The end result of a BPP run is usually reported as a species tree (e.g. a phylogenetic tree describing species relationships) and statistical support for the delimitation of species (0-1 for each species). Because of the way the statistical component of BPP works, it has been found to give extremely high support for species identities. This has been criticised as BPP can, at time, provide high statistical support for genetically isolated lineages (i.e. divergent populations) which are not actually species.

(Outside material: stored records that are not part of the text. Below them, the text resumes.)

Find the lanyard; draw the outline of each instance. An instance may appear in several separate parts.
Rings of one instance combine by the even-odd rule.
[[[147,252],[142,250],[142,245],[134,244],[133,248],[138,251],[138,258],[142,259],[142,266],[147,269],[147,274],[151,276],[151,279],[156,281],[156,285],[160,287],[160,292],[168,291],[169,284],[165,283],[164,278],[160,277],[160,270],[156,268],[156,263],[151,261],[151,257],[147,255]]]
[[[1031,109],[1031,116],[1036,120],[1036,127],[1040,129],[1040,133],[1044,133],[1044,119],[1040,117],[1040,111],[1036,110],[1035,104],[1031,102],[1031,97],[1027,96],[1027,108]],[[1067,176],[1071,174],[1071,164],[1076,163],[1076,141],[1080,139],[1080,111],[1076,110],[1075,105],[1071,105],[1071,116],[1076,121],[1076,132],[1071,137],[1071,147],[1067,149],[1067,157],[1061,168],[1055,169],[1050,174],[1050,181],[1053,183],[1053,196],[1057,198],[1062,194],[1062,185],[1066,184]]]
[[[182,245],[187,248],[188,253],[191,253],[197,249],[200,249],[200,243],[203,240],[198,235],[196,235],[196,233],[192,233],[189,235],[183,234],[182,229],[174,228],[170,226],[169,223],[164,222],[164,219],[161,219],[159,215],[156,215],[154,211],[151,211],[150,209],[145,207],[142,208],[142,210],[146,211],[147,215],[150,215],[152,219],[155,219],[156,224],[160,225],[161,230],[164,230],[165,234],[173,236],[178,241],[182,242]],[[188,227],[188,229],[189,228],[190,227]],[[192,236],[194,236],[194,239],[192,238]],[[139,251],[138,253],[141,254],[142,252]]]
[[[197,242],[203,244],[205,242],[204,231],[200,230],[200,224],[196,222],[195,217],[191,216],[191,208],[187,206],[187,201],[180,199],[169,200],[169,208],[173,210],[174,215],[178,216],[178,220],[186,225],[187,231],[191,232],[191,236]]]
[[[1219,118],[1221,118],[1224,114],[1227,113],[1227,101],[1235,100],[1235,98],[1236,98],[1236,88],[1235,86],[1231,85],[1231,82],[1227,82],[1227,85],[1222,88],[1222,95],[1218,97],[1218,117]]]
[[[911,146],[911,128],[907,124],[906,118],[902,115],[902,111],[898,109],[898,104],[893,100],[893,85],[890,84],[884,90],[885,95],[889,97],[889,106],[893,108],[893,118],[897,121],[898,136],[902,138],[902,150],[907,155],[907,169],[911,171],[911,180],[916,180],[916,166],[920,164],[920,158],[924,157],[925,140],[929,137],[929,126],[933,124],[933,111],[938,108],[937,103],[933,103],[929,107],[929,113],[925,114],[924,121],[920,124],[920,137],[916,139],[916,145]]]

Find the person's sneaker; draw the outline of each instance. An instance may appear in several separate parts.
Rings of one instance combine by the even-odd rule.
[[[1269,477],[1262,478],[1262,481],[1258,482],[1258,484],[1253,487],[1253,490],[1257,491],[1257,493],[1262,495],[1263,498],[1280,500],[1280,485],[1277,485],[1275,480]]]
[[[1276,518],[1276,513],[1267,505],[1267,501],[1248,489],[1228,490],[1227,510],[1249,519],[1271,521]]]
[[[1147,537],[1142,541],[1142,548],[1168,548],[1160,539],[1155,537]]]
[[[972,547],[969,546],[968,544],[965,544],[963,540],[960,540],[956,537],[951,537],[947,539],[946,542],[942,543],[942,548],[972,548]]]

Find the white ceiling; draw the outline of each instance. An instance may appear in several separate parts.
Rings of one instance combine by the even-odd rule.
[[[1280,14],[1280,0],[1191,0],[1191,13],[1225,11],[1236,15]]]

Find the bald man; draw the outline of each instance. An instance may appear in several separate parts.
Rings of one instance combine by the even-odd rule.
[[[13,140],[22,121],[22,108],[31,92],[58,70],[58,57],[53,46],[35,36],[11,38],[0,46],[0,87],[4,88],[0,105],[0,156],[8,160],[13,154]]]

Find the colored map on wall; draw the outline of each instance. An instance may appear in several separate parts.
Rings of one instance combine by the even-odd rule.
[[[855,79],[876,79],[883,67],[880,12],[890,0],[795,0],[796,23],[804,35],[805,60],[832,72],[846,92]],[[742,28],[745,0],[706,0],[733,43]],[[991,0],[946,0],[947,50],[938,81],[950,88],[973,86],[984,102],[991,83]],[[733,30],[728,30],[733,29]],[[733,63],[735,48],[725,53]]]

Improving species identities with integrative taxonomy
Due to this particular drawback, and the often complex nature of species identity, using solely genetic information such as species delimitation to define species is extremely rare. Instead, we use a combination of different analytical techniques which can include genetic-based evaluations to more robustly assign and describe species. In my own paper example, we suggested that up to three ‘species’ of N. vittata that were determined as cryptic species by BPP could potentially exist pending on further analyses. We did not describe or name any of the species, as this would require a deeper delve into the exact nature and identity of these species.
As genetic data and analytical techniques improve into the future, it seems likely that our ability to detect and determine species boundaries will also improve. However, the additional supported provided by alternative aspects such as ecology, behaviour and morphology will undoubtedly be useful in the progress of taxonomy.